What does this long tail model have to do with a Web taxonomy? It tells us that hundreds of millions of people can probably classify what they see and interact with on the Web more efficiently, more comprehensively, and more usefully than a small group of Yahoo! managers. In other words, we won't get a true Web taxonomy until the process switches from top down to ground up.
And that's just we we're starting to see happen all over the Web. At sites such as Flickr, del.icio.us, and Furl, ordinary users are creating their own taxonomic schemes. Only this isn't taxonomy — it's folksonomy, an ad hoc classification scheme that Web surfers invent as-they-surf as a way of categorizing the data they find online. It's also called (take a deep breath) folk categorization, communal categorization, ethnoclassification, distributed classification, social classification, faceted hierarchy, and mob indexing.
Folksonomists apply descriptive keywords — or tags — to the objects they come across. (Which explains a few other synonyms for folksonomy: folk tagging, open tagging, social tagging, and free tagging.) Social software — software that enables users to share information and collaborate online — makes these tags available to other users, who can then take advantage of all this tagging to search for the information they need. At the del.icio.us site, for example, users bookmark interesting pages and assign tags to each site, and those tags can then be searched. This is called social bookmarking and it has caught the attention of some big players, not least of which are the taxonomists at Yahoo!, which not long ago launched My Web 2.0, a social bookmarking service.

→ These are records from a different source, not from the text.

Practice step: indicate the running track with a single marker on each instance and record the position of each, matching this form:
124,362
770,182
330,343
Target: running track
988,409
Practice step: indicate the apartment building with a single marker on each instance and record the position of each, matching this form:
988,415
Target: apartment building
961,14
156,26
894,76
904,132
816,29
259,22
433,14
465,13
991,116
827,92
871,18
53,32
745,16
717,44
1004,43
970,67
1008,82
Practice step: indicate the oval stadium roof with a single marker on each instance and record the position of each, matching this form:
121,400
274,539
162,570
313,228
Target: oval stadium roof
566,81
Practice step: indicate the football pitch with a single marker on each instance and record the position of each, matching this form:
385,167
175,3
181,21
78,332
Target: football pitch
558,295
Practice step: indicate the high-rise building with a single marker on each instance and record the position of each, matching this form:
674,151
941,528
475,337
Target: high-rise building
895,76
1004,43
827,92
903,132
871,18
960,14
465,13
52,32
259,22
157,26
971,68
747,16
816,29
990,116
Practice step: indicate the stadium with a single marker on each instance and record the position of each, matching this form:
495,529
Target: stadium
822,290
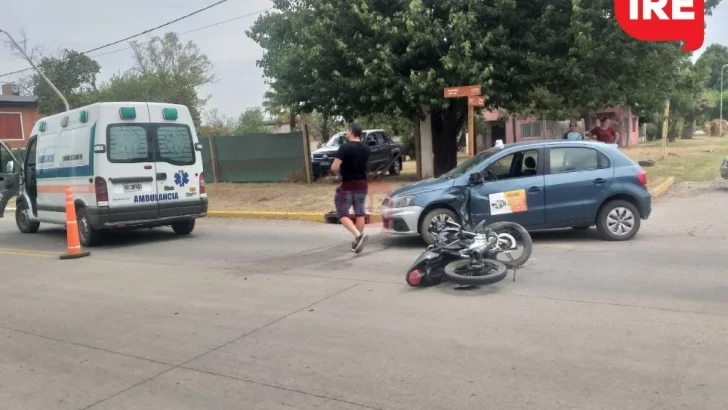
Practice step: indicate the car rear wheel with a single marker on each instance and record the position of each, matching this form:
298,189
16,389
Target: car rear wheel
22,219
618,220
435,221
396,167
87,235
183,227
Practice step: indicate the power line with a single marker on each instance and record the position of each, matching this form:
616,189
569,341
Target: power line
150,30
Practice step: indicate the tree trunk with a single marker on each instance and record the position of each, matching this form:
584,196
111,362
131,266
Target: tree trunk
292,118
325,127
446,125
688,128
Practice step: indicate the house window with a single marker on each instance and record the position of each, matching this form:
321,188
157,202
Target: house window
531,130
11,126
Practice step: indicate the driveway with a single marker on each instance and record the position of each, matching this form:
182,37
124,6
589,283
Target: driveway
276,315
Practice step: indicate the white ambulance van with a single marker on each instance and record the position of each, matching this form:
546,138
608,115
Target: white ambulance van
129,165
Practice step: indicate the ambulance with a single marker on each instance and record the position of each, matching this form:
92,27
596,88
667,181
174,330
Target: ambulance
129,165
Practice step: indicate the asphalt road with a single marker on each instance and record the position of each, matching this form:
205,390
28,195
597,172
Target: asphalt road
281,315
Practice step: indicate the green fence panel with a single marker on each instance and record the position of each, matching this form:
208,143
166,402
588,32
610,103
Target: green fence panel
259,157
206,159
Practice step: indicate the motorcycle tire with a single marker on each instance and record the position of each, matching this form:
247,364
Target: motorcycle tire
496,272
425,279
527,242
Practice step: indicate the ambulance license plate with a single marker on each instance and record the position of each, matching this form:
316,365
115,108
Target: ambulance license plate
132,187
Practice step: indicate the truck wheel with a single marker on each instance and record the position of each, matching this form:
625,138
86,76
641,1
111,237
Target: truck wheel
396,168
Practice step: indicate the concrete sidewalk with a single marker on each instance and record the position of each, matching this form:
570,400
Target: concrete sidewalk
276,315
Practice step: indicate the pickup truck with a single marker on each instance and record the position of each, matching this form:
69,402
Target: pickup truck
382,151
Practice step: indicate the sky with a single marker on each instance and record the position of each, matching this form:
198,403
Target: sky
82,25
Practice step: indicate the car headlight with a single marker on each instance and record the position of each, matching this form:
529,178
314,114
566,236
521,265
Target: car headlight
402,201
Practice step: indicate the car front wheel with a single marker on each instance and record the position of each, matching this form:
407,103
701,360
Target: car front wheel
435,221
618,220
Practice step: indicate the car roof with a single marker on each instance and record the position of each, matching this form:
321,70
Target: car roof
552,142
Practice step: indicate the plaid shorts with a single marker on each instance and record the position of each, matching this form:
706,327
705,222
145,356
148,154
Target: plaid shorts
344,200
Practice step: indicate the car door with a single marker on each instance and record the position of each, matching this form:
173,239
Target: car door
9,177
577,180
383,144
375,151
177,179
511,190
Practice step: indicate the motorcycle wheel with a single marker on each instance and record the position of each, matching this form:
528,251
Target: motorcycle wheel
504,227
462,273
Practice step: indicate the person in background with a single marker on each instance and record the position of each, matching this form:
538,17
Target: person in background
351,163
573,134
604,132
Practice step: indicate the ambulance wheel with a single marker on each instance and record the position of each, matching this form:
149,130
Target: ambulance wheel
87,235
25,225
184,227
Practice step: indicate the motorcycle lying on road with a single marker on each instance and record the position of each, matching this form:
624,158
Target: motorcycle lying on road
469,258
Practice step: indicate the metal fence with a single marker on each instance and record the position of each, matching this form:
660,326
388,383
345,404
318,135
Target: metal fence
253,157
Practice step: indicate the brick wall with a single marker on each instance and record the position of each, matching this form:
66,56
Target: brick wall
29,115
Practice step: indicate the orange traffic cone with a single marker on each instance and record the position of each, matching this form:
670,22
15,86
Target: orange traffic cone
74,250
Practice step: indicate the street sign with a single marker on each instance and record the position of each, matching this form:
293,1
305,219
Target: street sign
476,101
467,91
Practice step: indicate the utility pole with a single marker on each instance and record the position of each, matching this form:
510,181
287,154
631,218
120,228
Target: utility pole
720,122
53,87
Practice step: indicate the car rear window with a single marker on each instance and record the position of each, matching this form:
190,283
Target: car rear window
175,145
128,143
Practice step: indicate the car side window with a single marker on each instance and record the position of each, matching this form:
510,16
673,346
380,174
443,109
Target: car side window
371,137
576,159
516,165
381,138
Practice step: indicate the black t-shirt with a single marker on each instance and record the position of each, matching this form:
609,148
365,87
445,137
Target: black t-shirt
354,157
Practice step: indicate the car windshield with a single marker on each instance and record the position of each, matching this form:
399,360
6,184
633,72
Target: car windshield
471,163
336,141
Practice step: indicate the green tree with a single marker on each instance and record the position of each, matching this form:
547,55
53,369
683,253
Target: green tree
215,123
252,121
165,70
73,73
715,56
359,58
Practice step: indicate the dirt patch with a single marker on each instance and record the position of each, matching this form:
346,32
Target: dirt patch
695,160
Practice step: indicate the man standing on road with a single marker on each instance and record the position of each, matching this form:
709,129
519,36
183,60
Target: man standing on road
351,163
604,133
573,133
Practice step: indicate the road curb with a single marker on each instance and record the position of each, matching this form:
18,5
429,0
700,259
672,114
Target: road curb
300,216
663,187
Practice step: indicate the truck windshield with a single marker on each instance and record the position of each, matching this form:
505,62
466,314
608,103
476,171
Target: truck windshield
336,141
130,143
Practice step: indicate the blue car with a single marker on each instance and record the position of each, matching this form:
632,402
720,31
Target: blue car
539,184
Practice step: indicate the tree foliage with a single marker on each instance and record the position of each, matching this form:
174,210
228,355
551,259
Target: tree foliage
251,121
373,56
73,73
165,70
715,57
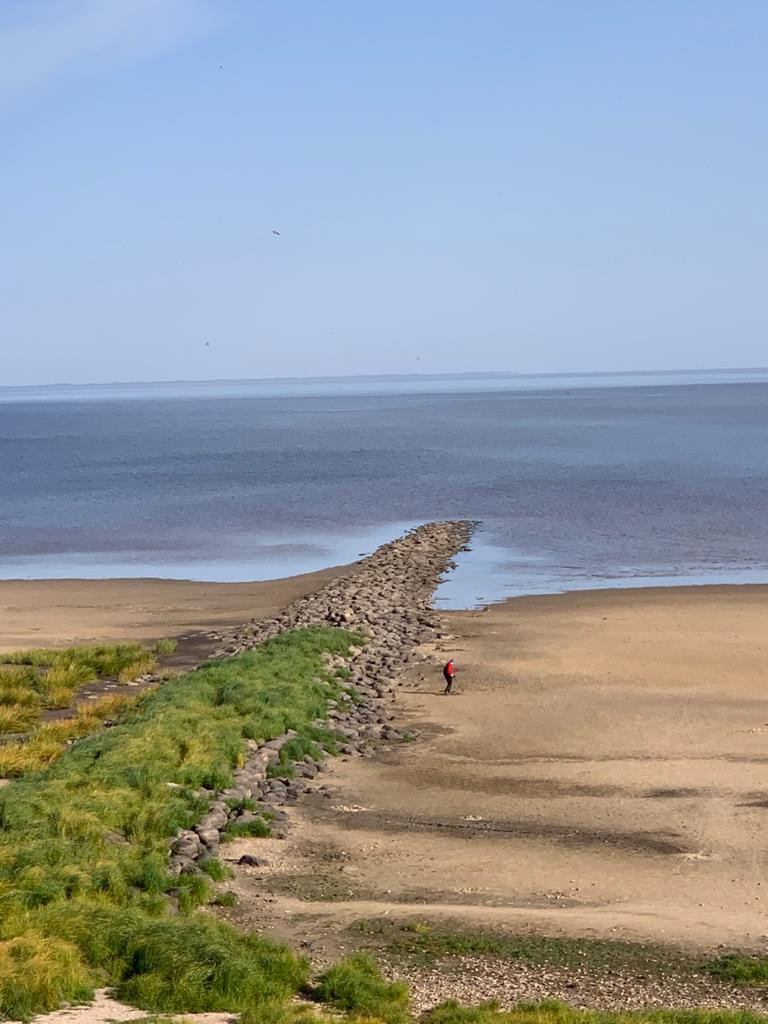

Sites such as Flickr (for photos) and Technorati (for blogs) maintain tag clouds, a list of the tags used on the site, although with some kind of visual indication of each tag's relative popularity. (At the Guardian newspaper, they call their tag cloud a folksonomic zeitgeist.) For example, the most popular tags are often shown with the largest font. Some sites even keep track of the tags that each user has applied in the past, the idea being that the user might be inclined to reuse those tags in the future. De.licio.us calls each user's tag cloud a tagroll (a play on blogroll, a blogger's list of links to other blogs that he or she reads).
But how can non-professional taggers hope to create a taxonomy that's as sophisticated as one that true Web mavens would make? The answer lies in something called the architecture of participation: services get better as the number of users increases. The canonical example is BitTorrent, where each user acts as both client (seed) and server (peer). Files are downloaded by taking small chunks from any peers who have the file and who are online. The more peers that are online, the faster the download. For folksonomy, the more folks there are applying tags, the more effective is the result. The writer Bruce Sterling calls the folksonomically enhanced Web, "common wisdom squared."
Folksonomies are not perfect, to be sure. Non-standard tags are problem — one Flickr user might tag a photo of a certain kind of retriever as "flat-coated," another as "flatcoated," and a third as "flatcoat" — and 1- or 2-word tags lack a certain amount of precision.
On the other hand, folksonomy isn't meant to be a Google-killer. It is, instead, a kind of experiment in collective intelligence, that hallmark of what some people are calling Web 2.0 (a prolific language factory that will be the topic of a future column). One person can be pretty smart, but 10,000 or 100,000 people are almost always going to be smarter. The New Yorker's finance writer James Surowiecki calls it the wisdom of crowds, and we're starting to see some pretty big crowds in the folksonomy space: Technorati and del.icio.us each have tens of thousands of users, while Flickr boasts over 400,000. That's a lot of folks.
This post appeared originally as my Technically Speaking column in the February 2006 issue of IEEE Spectrum.